1  Inspect

Before diving into cleaning, it’s a good idea to familiarise yourself with the data. In this chapter we will cover ways to initially inspect the data and metadata of a dataset.

1.0.1 Prerequisites

In this chapter we will use Kingfisher (Alcedinidae) occurrence records in 2023 from the ALA.

# packages
library(galah)
library(ggplot2)
galah_config(email = "your-email-here") # ALA-registered email

birds <- galah_call() |>
  filter(doi == "https://doi.org /10.26197/ala.702e73e4-ba9d-471a-a0a4-872ecb5d0f32") |>
  atlas_occurrences()

Note: You don’t need to run this code block to read this chapter. It can, however, be useful to see the original download query. This code will download the latest data from the ALA, which you are welcome to use instead, though the data might not exactly reproduce results in this chapter.

library(galah)
galah_config(email = "your-email-here")

birds <- galah_call() |>
  identify("alcedinidae") |>
  filter(year == 2023) |>
  select(group = "basic", genus, species) |>
  atlas_occurrences()
1
We created a custom DOI for our download by using atlas_occurrences(mint_doi = TRUE).

1.1 Getting to know your data

Metadata is a description of data, where information about different aspects of the data is documented. Some examples include definitions of the variables being measured, how and why the data were collected, and any data standards used. Reviewing the metadata associated with a dataset can be very helpful for understanding the types of data you are working with and any considerations that may need to be accounted for in your analyses.

Many datasets include descriptions of the data’s taxonomic, spatial, and temporal parameters. An example of well formatted metadata is of FrogID from the Australian Museum.

Metadata of the FrogID dataset on the ALA

From reading FrogID’s metadata (Rowley and Callaghan 2020), we understand that:

  1. The dataset comprises acoustic data1
  2. This is citizen science data2
  3. Audio is recorded via a smartphone app3
  4. These data record presences, but not absences
  5. The data are under a Creative Commons license which is relevant for reuse and republishing

Many data infrastructures like the Atlas of Living Australia also follow and encourage a data standard to help consolidate data from many different data providers4.

The data standard used by the Atlas of Living Australia is called Darwin Core. Darwin Core works by defining a) a set of standard terms5 to use across datasets as column names, and b) values eligible to be recorded underneath these terms. Darwin Core standards require that additional files detailing metadata and data structure are supplied along with the dataset. This helps make sure the data is ingested correctly into the data infrastructure.

Knowing whether your dataset follows a standard can allow you to look up term definitions to help you familiarise yourself with the data.

1.2 A first glimpse

When starting with a new dataset, we want to get an initial idea:

  • How many rows and columns are there?
  • What are the column names?
  • What types of data are in each column?
  • What are their possible values or ranges?

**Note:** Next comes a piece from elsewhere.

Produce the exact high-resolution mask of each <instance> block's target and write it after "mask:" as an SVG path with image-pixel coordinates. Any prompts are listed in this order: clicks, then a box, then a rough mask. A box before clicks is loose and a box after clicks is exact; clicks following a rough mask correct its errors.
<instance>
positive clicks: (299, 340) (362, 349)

These answers are useful to know before jumping into wrangling and cleaning data.

There are several ways to return an overview of your data, ranging in how comprehensively you wish to summarise your data’s structure.

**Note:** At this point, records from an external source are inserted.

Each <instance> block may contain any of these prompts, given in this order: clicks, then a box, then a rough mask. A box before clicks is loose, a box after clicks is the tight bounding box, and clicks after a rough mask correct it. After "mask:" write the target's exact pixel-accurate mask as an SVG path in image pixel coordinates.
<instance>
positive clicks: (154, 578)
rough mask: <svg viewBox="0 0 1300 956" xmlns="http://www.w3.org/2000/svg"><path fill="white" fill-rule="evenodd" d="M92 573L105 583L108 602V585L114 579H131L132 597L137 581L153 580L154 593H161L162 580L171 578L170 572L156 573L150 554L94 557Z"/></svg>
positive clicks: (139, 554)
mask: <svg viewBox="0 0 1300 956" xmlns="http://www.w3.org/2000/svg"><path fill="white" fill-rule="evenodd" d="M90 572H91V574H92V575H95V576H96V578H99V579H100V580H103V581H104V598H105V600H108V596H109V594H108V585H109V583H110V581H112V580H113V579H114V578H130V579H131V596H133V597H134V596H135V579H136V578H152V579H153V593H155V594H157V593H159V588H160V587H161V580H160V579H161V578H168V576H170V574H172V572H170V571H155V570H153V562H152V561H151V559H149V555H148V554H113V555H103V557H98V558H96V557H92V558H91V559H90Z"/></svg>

At this early stage, it’s helpful to assess whether your dataset meets your expectations. Consider if the data appear as anticipated. Are the values in each column reasonable? Are there any noticeable gaps or errors that might need to be corrected, or that could potentially render the data unusable?

1.3 Next steps

We have just learned some ways to initially inspect our dataset. Keep in mind, we don’t expect everything to be perfect. Some issues are expected and may indicate problems with our query or the data itself. This initial inspection is a good opportunity to identify where these issues might be and assess their severity.

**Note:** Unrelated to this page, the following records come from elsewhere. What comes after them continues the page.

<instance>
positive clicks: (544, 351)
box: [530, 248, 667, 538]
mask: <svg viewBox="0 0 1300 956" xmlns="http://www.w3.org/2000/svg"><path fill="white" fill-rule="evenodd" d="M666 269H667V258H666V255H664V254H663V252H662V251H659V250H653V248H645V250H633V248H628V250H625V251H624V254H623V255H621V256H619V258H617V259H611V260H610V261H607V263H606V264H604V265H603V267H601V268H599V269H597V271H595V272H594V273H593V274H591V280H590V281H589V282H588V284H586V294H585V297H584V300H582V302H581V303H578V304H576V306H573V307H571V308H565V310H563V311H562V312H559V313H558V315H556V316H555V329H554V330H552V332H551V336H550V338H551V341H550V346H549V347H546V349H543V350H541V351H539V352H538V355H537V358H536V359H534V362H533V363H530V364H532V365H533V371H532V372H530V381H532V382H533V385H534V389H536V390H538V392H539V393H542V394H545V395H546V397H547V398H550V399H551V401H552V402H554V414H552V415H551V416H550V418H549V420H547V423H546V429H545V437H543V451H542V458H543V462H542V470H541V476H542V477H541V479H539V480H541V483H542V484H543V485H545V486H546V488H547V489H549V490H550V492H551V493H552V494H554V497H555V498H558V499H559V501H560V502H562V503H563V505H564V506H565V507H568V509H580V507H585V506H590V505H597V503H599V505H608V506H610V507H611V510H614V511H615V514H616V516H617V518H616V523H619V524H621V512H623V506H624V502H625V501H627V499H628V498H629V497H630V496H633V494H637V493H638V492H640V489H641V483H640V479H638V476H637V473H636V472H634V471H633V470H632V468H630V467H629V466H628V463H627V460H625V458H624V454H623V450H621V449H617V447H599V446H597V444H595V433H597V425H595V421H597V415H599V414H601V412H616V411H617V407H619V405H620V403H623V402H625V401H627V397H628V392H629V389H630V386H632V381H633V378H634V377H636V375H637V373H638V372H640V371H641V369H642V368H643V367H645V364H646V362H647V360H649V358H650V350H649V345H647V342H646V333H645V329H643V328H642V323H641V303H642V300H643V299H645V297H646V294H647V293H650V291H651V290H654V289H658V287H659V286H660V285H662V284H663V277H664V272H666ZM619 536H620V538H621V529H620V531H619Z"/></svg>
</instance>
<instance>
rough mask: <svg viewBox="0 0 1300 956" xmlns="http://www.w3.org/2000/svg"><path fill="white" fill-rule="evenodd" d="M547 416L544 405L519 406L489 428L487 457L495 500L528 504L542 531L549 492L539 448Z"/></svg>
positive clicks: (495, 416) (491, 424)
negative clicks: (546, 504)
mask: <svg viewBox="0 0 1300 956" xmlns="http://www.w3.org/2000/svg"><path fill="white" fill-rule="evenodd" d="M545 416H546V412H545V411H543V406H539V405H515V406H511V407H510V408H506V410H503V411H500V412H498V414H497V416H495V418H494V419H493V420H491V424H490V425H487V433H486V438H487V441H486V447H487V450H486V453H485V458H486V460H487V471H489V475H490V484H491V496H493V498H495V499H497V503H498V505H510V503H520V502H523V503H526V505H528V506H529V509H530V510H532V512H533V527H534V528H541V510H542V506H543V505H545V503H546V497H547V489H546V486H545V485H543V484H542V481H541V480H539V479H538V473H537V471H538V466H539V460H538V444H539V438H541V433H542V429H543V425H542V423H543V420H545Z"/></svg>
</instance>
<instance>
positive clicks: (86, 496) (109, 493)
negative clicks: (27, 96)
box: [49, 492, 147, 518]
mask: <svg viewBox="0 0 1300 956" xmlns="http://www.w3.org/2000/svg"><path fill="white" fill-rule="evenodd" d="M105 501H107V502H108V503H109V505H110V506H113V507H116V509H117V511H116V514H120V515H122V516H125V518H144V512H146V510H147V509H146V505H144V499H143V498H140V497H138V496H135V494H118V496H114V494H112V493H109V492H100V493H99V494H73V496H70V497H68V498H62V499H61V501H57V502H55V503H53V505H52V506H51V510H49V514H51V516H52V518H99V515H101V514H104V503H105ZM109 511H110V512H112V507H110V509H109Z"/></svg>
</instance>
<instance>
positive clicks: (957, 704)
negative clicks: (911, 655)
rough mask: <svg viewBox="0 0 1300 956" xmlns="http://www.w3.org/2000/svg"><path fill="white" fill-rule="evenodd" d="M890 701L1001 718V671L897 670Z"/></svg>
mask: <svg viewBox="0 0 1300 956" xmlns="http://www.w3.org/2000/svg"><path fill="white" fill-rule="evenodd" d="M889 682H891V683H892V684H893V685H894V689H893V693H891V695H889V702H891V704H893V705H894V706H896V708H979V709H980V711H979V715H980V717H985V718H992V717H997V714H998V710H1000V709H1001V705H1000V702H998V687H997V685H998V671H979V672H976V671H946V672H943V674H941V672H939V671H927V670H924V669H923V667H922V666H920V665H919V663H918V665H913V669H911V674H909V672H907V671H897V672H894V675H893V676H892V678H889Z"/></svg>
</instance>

When you are confident that the dataset is largely as expected, you are ready to start summarising your data.


  1. Meaning the majority of individuals recorded are male.↩︎

  2. Suggesting these data could be biased towards populated areas.↩︎

  3. As a result, the authors recommend filtering data to geographic uncertainty of <3000m if you require high coordinate precision.↩︎

  4. Making datasets easier to consolidate is also referred to as interoperability, one of the principles of FAIR data.↩︎

  5. We suggest using Ctrl/CMD + F and searching your variable name on the webpage. Don’t hesitate to Google variable names if you are unsure what they represent.↩︎